4.2 OFFICIAL – SENSITIVE should only be used by exception, and it should not replace a previous protective marking by default i.e. everything that was previously ‘CONFIDENTIAL’ under the Government Protective Marking Scheme (GPMS) is not automatically OFFICIAL – SENSITIVE.
4.3 Examples of information that may be considered to be OFFICIAL - SENSITIVE are:
- The most sensitive corporate or operational information, e.g. relating to organisational change planning, contentious negotiations, or major security or business continuity issues
- Commercial or market sensitive information, including that subject to statutory or regulatory obligations, that may be damaging to the Forces or to a commercial partner if improperly accessed
- Personal information where compromise would directly threaten someone’s safety
- Information about investigations and civil or criminal proceedings that could compromise public protection or enforcement activities, or prejudice court cases
- More sensitive information about operations or covert assets or equipment that could damage capabilities or effectiveness, but does not require SECRET-level protections
- Very sensitive personal data, where it is not considered necessary to manage this information in the SECRET tier e.g., information about victims of human trafficking or Occupational Health forms
4.4 The minimum controls that must be applied for information classified as OFFICIAL - SENSITIVE are available from Information Management.
5. Marking Information
5.1 There is no requirement to routinely mark OFFICIAL information - all police information is considered to be OFFICIAL by default. If you think it is necessary to mark information as OFFICIAL, you must state why you have done so, and consider adding handling instructions.
5.2 You may wish to mark a document if you are sending it to someone who does not routinely handle police information and you want to reinforce certain principles like, “need to know”, or if you want the recipient to do something specific with the document, like “Do not further disseminate”. You may also want to mark a document if it contains information that is more sensitive than normal, but is not sensitive enough to require the OFFICIAL – SENSITIVE caveat.

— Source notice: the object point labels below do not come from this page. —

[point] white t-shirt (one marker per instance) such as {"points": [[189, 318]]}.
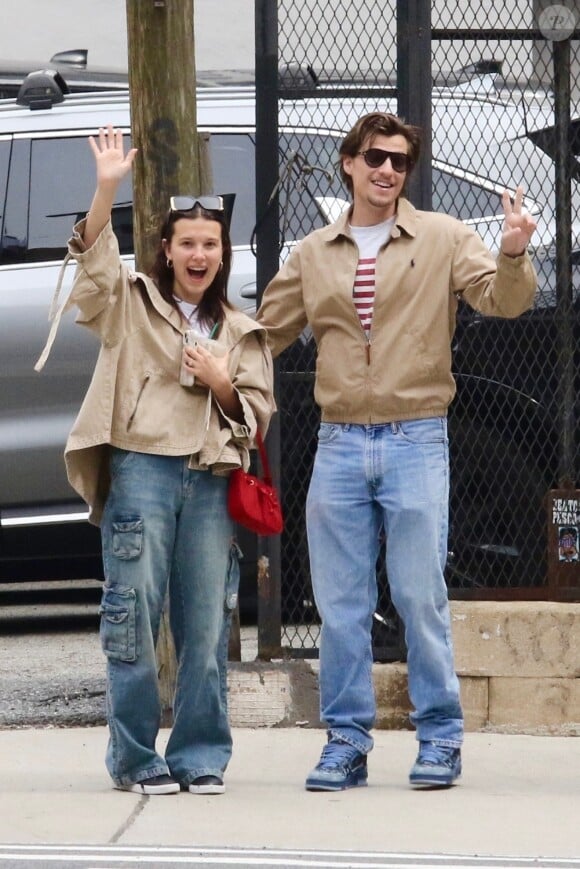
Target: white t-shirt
{"points": [[369, 240], [190, 312]]}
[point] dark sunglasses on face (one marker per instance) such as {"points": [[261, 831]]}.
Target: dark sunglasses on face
{"points": [[375, 157], [188, 203]]}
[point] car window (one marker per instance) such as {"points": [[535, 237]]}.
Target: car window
{"points": [[60, 178], [54, 207], [232, 160], [307, 169], [462, 198], [4, 161]]}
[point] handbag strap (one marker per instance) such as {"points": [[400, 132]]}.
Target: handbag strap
{"points": [[264, 459]]}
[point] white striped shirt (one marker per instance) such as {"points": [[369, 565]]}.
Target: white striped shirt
{"points": [[369, 240]]}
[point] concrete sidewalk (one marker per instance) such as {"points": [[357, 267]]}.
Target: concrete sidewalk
{"points": [[519, 797]]}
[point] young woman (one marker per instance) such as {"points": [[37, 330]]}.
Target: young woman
{"points": [[151, 457]]}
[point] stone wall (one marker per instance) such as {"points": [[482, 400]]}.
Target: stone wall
{"points": [[518, 665]]}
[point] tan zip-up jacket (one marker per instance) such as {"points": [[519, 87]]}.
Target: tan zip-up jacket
{"points": [[404, 370], [135, 401]]}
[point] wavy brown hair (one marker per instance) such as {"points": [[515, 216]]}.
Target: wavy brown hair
{"points": [[214, 300]]}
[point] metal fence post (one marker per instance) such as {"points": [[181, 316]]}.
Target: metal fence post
{"points": [[267, 246], [414, 88], [564, 303]]}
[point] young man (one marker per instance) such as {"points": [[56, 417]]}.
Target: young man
{"points": [[380, 289]]}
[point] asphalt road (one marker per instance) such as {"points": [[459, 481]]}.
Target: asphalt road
{"points": [[35, 29]]}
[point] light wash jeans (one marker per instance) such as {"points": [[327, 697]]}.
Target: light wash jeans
{"points": [[364, 477], [165, 526]]}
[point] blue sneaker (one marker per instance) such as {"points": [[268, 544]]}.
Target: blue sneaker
{"points": [[341, 766], [437, 766]]}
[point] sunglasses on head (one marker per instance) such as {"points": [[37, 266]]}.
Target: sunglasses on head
{"points": [[188, 203], [375, 157]]}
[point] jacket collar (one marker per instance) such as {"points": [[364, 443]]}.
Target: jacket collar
{"points": [[405, 221]]}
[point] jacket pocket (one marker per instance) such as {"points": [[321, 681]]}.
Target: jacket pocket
{"points": [[118, 623]]}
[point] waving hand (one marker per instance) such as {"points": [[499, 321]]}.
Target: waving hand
{"points": [[518, 227]]}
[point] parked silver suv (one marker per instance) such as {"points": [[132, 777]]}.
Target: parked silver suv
{"points": [[47, 181]]}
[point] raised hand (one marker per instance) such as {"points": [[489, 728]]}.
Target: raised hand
{"points": [[112, 165], [518, 227], [111, 161]]}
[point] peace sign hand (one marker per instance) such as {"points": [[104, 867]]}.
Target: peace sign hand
{"points": [[518, 228]]}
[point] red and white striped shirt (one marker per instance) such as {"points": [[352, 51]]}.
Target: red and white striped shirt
{"points": [[369, 240]]}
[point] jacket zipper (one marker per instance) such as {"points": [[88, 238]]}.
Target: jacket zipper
{"points": [[140, 393]]}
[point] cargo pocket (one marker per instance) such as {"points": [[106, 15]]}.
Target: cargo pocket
{"points": [[118, 630], [127, 538], [232, 579]]}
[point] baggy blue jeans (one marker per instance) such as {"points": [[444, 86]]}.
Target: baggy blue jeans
{"points": [[166, 527], [366, 477]]}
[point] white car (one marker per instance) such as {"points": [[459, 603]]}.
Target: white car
{"points": [[482, 140]]}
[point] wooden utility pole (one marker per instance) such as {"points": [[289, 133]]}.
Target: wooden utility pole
{"points": [[172, 159]]}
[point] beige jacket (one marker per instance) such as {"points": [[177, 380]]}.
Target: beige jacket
{"points": [[404, 370], [135, 401]]}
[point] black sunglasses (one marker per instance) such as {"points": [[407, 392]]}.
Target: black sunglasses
{"points": [[188, 203], [375, 157]]}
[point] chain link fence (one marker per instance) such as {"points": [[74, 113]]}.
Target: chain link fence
{"points": [[500, 112]]}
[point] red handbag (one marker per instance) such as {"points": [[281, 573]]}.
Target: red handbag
{"points": [[253, 502]]}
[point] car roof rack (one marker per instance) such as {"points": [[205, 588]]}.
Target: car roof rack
{"points": [[42, 89]]}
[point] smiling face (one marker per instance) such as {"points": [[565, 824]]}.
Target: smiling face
{"points": [[195, 250], [375, 191]]}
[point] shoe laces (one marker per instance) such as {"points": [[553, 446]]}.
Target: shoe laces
{"points": [[336, 754], [432, 754]]}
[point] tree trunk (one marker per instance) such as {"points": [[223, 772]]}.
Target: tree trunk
{"points": [[172, 159]]}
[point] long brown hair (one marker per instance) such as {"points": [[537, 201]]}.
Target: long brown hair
{"points": [[214, 300]]}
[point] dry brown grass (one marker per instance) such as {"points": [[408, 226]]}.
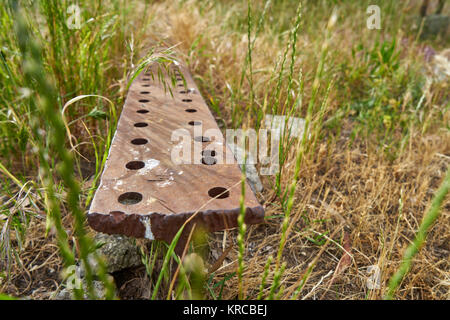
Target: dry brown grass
{"points": [[349, 191]]}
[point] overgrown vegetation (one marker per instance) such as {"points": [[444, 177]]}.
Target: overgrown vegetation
{"points": [[350, 193]]}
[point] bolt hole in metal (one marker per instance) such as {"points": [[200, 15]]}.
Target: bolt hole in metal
{"points": [[139, 141], [128, 198], [218, 192], [209, 161], [202, 139], [135, 165]]}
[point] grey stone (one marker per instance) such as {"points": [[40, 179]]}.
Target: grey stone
{"points": [[250, 170], [120, 251]]}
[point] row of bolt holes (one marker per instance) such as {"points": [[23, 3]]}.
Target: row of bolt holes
{"points": [[128, 198]]}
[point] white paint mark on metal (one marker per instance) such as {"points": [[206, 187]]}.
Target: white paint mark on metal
{"points": [[148, 228]]}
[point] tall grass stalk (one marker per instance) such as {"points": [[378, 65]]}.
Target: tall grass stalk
{"points": [[35, 75], [242, 228], [428, 220]]}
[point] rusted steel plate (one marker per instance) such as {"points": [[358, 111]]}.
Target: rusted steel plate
{"points": [[143, 192]]}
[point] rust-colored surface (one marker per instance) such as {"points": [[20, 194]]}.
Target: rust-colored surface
{"points": [[142, 192]]}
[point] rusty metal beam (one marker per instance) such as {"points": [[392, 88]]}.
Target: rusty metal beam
{"points": [[143, 192]]}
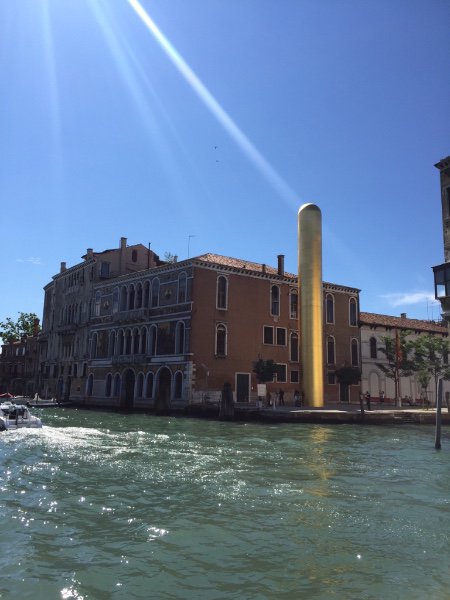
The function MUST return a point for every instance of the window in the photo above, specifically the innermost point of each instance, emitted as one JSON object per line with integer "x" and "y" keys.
{"x": 268, "y": 334}
{"x": 281, "y": 336}
{"x": 149, "y": 386}
{"x": 108, "y": 385}
{"x": 104, "y": 269}
{"x": 329, "y": 306}
{"x": 293, "y": 304}
{"x": 222, "y": 292}
{"x": 178, "y": 385}
{"x": 331, "y": 358}
{"x": 275, "y": 301}
{"x": 117, "y": 384}
{"x": 355, "y": 353}
{"x": 293, "y": 347}
{"x": 281, "y": 373}
{"x": 182, "y": 280}
{"x": 179, "y": 338}
{"x": 155, "y": 293}
{"x": 139, "y": 385}
{"x": 353, "y": 316}
{"x": 221, "y": 340}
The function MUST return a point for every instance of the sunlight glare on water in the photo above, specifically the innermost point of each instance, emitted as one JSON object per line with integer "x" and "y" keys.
{"x": 102, "y": 505}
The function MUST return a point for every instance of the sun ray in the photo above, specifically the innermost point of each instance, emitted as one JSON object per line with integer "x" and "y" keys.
{"x": 244, "y": 143}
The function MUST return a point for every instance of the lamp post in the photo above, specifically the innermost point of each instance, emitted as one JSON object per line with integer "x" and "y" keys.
{"x": 441, "y": 293}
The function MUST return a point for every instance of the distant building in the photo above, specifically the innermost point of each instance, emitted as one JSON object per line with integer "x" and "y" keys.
{"x": 374, "y": 328}
{"x": 169, "y": 334}
{"x": 19, "y": 365}
{"x": 69, "y": 305}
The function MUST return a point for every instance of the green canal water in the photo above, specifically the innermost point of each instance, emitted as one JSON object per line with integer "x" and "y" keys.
{"x": 107, "y": 506}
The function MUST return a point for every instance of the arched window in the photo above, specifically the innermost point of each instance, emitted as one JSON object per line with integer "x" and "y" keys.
{"x": 221, "y": 340}
{"x": 139, "y": 295}
{"x": 90, "y": 385}
{"x": 331, "y": 354}
{"x": 147, "y": 294}
{"x": 115, "y": 300}
{"x": 293, "y": 304}
{"x": 293, "y": 349}
{"x": 178, "y": 384}
{"x": 139, "y": 385}
{"x": 108, "y": 385}
{"x": 155, "y": 292}
{"x": 275, "y": 301}
{"x": 222, "y": 292}
{"x": 179, "y": 338}
{"x": 123, "y": 298}
{"x": 131, "y": 297}
{"x": 153, "y": 340}
{"x": 329, "y": 305}
{"x": 94, "y": 346}
{"x": 182, "y": 283}
{"x": 136, "y": 341}
{"x": 149, "y": 386}
{"x": 128, "y": 341}
{"x": 144, "y": 340}
{"x": 353, "y": 312}
{"x": 117, "y": 384}
{"x": 120, "y": 343}
{"x": 355, "y": 353}
{"x": 112, "y": 344}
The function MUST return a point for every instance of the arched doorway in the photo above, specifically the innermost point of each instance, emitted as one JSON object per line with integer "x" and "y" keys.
{"x": 163, "y": 390}
{"x": 127, "y": 396}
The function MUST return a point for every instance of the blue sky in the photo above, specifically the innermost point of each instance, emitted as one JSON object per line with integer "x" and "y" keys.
{"x": 218, "y": 119}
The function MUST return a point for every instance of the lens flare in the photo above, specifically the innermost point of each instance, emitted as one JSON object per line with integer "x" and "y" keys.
{"x": 216, "y": 109}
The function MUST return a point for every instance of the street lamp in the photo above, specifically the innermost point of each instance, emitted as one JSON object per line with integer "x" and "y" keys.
{"x": 441, "y": 293}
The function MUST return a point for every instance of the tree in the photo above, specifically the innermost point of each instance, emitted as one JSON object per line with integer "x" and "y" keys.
{"x": 398, "y": 362}
{"x": 265, "y": 370}
{"x": 431, "y": 358}
{"x": 11, "y": 331}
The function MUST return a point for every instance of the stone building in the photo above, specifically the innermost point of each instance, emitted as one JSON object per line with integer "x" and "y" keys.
{"x": 373, "y": 329}
{"x": 69, "y": 305}
{"x": 174, "y": 333}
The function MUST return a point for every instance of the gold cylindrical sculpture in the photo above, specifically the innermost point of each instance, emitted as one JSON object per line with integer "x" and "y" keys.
{"x": 310, "y": 291}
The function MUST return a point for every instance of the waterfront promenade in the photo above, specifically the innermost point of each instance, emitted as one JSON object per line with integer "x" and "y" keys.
{"x": 337, "y": 413}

5.3 OFFICIAL – SENSITIVE information must be marked:
- With the marking written in capital letters
- Clearly at the top and bottom of each page
- If in email form, by placing the marking at the beginning of the subject line and the top of the email text
- With the filename beginning with the marking
- You must use the Who (can see it), What (can and can’t be done with it), How (it must be treated and disposed of) principles
5.4 For example:
OFFICIAL – SENSITIVE
Police eyes only, do not disclose to partners, dispose of securely
OFFICIAL – SENSITIVE
This document is for Occupational Health eyes only, not to be disseminated outside of Human Resources, file on OHU file only
OFFICIAL – SENSITIVE
This document is for Reigate Intelligence Unit staff only, not to be disseminated outside of the Intelligence unit, it must be attached to ‘Operation Name’ for filing
6. Handling Information Classified under GPMS
There is no need to actively search out and reclassify historic data that has protectively marked under older schemes. However, as information is naturally amended, incorporated in to new material, or recirculated, it must be classified using this procedure.
7. Sharing Information with Partners
7.1 All information needs to be protected according to its sensitivity, but equally it can and should be shared where this is appropriate and helps deliver a policing purpose.
7.2 A marking of OFFICIAL – SENSITIVE does not automatically prevent the release of that information under the Freedom of Information Act, the Data Protection Act, or any other information sharing request.
7.3 Please refer to the Information sharing procedure, or contact the Information Management Team for further advice and guidance.